アメリカの「台湾のヤマアラシ化」作戦とは…対中国で浮き彫りになったアメリカと台湾の「危機感の違い」
台湾にしびれを切らした米国
台湾は「いざ中国が侵攻してきたら、米国は本当に守ってくれるのか」という疑念も抱いている。米国が守ってくれないなら、自分たちだけで戦うしかないが「そうなったら、正規軍の装備が不可欠になる」という理屈になる。 5月17日配信コラムで指摘したように、米国は、そんな台湾に強い不満を抱いていた。「いくら戦闘機があっても、野外にむき出しの滑走路や格納庫が空爆されれば、まったく無意味だ」「戦車があっても、そもそも中国軍に上陸されてしまってから、戦うのでは遅すぎる」などといった具合だ。 米国は「戦闘機をスクランブル発進させて、台湾上空を守るより、中国の侵攻に備えるべきだ」と訴えてきた。だが、台湾は「国家」として備えるべき通常の軍事力にこだわり、中国の侵攻に備えた防衛装備の拡充をおざなりにしてきたのだ。 これは、本質的には「危機感の違い」とみていい。 いまや、台湾は戦闘機や戦車、潜水艦で自分の領土、領海、領空をパトロールしていればいい段階はとっくに過ぎて、明日にも押し寄せてくる中国軍を「具体的にどう食い止めるか」の段階に入っている。

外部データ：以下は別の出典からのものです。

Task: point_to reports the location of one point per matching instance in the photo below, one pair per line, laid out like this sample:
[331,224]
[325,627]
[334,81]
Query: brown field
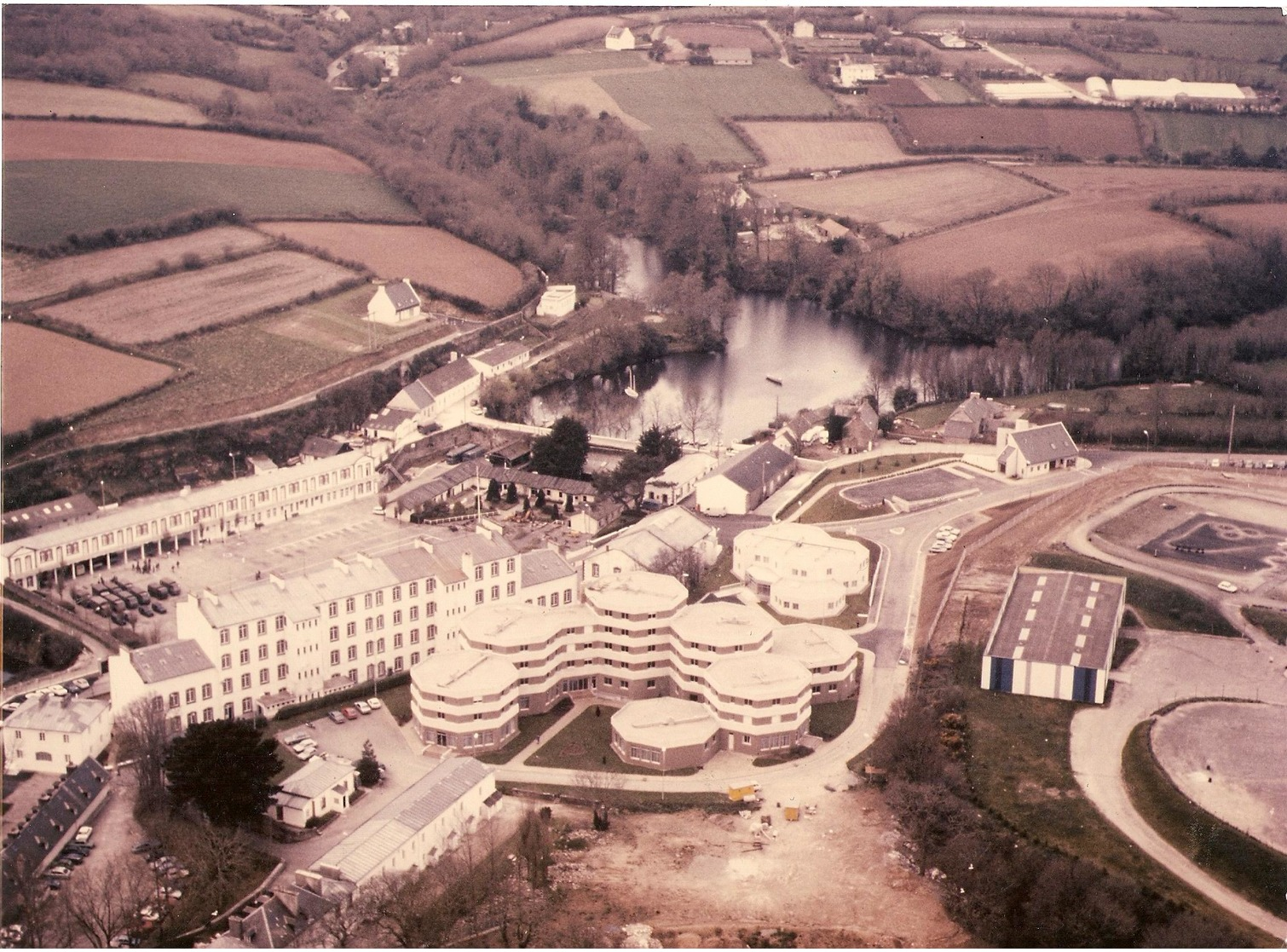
[48,375]
[543,39]
[429,257]
[1103,219]
[30,278]
[805,146]
[1057,61]
[193,89]
[1249,219]
[31,139]
[721,35]
[35,98]
[159,309]
[919,199]
[897,90]
[1090,133]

にもかかわらず、台湾は、いわば「平時の体制」を続けようとしているのだ。 米国は、そんな台湾にしびれを切らして、ドローン部隊の編成に動いた。そして、台湾にも同じ体制の整備を要求している。先のエコノミスト誌は「米国は台湾の軍事指導者に堪忍袋の尾を切らして、台湾の大型武器購入リクエストを拒否し(ドローンのような)非対称システムの購入を迫っている」と、双方のすれ違いを指摘している。 中国が台湾侵攻を決断するなら、どんな形になるか。 3月8日配信コラムでは、元自衛隊統合幕僚長、河野克俊氏の意見を紹介したが、河野氏を含めて、多くの専門家は「中国は1週間程度の短期決戦を挑むだろう」とみている。元オーストラリア大使の山上信吾氏も、私のニコ生番組で同じ見解を述べていた。